Fundado no dia 26 de junho de 1951, o Sindicato Rural de Campo Grande, Rochedo e Corguinho (SRCG)  nasceu com o objetivo de representar agricultores e produtores diante da sociedade e rumo ao desenvolvimento. Este ano, a instituição completou 75 anos de existência e contribuições com a sociedade campo-grandense.

Em entrevista ao Jornal da Hora desta segunda-feira (03), o presidente do SRCG, José Eduardo Monreal, celebrou o aniversário da instituição e destacou seu papel junto à sociedade.

José Eduardo Monreal no estúdio Grupo Hora. Foto: Reuel Oliveira

“Para nós é muita alegria e satisfação celebrar esses 75 anos. O Sindicato Rural tem papel importante para formação de líderes para a sociedade e tudo isso está sendo coroado com os 75 anos de existência. Nós procuramos já durante a gestão anterior caminhar um pouco com políticas públicas que vão de encontro aos anseios dos produtores concomitantemente em relação à sociedade e a educação ”, disse.

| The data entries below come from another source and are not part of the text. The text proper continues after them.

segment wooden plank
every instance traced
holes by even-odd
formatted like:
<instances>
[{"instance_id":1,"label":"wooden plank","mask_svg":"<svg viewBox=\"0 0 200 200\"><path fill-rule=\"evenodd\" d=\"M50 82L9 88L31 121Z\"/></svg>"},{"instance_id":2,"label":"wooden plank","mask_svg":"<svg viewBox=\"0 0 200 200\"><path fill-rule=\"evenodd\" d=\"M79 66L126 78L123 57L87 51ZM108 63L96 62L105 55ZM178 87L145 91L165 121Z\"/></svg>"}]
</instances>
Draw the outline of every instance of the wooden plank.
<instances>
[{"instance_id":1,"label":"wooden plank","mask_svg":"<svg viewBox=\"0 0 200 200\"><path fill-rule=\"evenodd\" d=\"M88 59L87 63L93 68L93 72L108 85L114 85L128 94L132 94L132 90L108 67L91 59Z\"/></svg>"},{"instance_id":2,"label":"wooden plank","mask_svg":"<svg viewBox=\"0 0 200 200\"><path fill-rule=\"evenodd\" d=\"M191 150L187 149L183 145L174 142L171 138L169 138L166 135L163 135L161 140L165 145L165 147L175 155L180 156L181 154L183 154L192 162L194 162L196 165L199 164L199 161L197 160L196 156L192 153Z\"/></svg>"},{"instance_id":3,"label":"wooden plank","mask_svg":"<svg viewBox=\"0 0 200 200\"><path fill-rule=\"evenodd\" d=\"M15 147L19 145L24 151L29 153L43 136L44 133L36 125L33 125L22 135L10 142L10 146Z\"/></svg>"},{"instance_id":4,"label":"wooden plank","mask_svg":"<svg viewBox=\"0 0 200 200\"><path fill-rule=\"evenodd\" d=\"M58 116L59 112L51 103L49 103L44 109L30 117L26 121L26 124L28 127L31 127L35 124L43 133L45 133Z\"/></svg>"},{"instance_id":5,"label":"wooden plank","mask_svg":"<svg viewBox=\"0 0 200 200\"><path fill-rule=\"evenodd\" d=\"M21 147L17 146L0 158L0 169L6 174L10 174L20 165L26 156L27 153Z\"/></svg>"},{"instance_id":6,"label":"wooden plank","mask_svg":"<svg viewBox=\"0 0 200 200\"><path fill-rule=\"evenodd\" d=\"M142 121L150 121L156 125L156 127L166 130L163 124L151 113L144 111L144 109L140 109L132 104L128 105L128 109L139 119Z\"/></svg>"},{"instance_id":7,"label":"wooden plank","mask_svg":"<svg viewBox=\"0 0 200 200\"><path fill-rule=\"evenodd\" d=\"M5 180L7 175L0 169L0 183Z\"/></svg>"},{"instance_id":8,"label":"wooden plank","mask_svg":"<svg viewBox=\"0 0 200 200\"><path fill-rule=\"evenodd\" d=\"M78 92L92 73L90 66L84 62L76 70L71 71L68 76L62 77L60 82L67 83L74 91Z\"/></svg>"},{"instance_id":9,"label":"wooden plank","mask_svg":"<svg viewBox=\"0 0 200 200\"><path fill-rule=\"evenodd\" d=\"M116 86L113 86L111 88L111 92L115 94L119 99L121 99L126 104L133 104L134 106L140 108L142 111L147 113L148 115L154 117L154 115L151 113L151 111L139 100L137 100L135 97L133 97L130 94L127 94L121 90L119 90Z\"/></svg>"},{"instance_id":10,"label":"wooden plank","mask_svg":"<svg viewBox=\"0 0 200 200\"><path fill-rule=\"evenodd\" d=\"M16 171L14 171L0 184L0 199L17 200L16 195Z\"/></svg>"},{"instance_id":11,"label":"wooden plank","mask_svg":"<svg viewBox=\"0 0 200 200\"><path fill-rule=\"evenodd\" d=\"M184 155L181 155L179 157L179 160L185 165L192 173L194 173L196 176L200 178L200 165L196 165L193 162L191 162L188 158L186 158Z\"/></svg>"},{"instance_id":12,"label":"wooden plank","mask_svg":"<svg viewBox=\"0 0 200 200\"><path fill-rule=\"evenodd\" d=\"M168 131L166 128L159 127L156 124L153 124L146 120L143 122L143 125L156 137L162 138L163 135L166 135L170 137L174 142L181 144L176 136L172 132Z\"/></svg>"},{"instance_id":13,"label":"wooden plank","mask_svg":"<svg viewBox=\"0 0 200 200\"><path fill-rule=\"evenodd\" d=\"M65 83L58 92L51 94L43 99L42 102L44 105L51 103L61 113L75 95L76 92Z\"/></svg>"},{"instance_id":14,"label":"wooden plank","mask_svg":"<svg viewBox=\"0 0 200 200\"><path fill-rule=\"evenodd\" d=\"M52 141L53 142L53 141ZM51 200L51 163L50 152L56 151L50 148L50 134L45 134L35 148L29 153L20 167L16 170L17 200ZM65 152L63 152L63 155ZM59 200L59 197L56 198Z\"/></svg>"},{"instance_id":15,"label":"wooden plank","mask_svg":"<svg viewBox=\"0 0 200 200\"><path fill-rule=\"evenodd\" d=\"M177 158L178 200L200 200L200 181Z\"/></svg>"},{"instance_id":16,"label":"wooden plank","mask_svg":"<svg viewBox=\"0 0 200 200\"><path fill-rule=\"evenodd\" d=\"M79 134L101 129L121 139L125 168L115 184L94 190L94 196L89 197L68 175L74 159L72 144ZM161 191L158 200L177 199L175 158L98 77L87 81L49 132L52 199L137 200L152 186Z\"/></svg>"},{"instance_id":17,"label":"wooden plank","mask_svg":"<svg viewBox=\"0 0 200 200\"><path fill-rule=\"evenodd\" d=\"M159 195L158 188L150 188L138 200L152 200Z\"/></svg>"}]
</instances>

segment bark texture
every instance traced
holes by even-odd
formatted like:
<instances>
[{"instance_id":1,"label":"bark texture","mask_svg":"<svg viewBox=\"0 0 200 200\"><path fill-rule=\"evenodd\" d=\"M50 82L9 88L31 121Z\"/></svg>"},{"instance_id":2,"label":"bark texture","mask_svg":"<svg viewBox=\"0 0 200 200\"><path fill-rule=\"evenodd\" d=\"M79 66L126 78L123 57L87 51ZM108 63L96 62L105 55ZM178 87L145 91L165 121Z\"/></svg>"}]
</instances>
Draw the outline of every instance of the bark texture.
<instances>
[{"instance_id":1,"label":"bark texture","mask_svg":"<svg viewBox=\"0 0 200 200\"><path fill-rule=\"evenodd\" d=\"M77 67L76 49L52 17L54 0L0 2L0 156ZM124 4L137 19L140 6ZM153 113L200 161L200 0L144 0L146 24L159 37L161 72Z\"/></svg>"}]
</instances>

Segundo o presidente, são três grandes pilares de trabalho, sendo a elaboração de políticas públicas e representação de produtores rurais; aspectos educacionais – com cerca de 15 a 20 cursos mensais -; e a na inovação tecnológica. 

Desenvolvimento nacional e estadual

Aos microfones do Grupo Hora, o presidente do SRCG analisou o cenário econômico nacional e pontuou a dificuldade do cidadão para iniciar empreendimentos. Segundo ele, os trâmites burocráticos levam produtores e empreendedores à se manterem na informalidade. 

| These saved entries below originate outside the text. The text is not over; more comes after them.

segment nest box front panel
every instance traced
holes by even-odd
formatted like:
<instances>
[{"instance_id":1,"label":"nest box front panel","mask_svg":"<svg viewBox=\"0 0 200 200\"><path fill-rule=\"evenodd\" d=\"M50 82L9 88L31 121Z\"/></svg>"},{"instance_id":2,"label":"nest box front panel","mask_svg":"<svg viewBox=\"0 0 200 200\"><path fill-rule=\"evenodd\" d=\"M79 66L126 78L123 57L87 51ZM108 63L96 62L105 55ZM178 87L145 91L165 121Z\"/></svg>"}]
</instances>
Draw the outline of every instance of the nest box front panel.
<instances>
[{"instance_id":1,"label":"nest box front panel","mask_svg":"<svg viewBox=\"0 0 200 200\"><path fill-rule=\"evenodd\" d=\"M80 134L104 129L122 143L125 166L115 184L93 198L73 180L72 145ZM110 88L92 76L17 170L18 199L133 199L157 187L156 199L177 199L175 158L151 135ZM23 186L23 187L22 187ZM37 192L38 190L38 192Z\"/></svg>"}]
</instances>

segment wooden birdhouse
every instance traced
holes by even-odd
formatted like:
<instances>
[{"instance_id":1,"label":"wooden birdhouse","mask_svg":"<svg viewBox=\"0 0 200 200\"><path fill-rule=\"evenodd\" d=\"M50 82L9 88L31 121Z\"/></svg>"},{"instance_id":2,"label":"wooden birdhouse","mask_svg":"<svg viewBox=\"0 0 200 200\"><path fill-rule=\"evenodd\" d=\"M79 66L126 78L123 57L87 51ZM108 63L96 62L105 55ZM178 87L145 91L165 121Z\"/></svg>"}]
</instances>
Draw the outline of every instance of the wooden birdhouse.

Apesar do cenário nacional, José Monreal destacou o cenário de destaque e distinção nacional do Mato Grosso do Sul devido às políticas do estado. 

“O Mato Grosso do Sul é uma exceção. Com nosso governador e as políticas do Estado, nós tivemos um grande avanço: é o maior PIB do Brasil, o PIB agropecuário. Isso para nós é um orgulho, mas não pode parar por aí, nós temos que aumentar e melhorar a nossa infraestrutura com estradas que precisam de muita recuperação”, concluiu.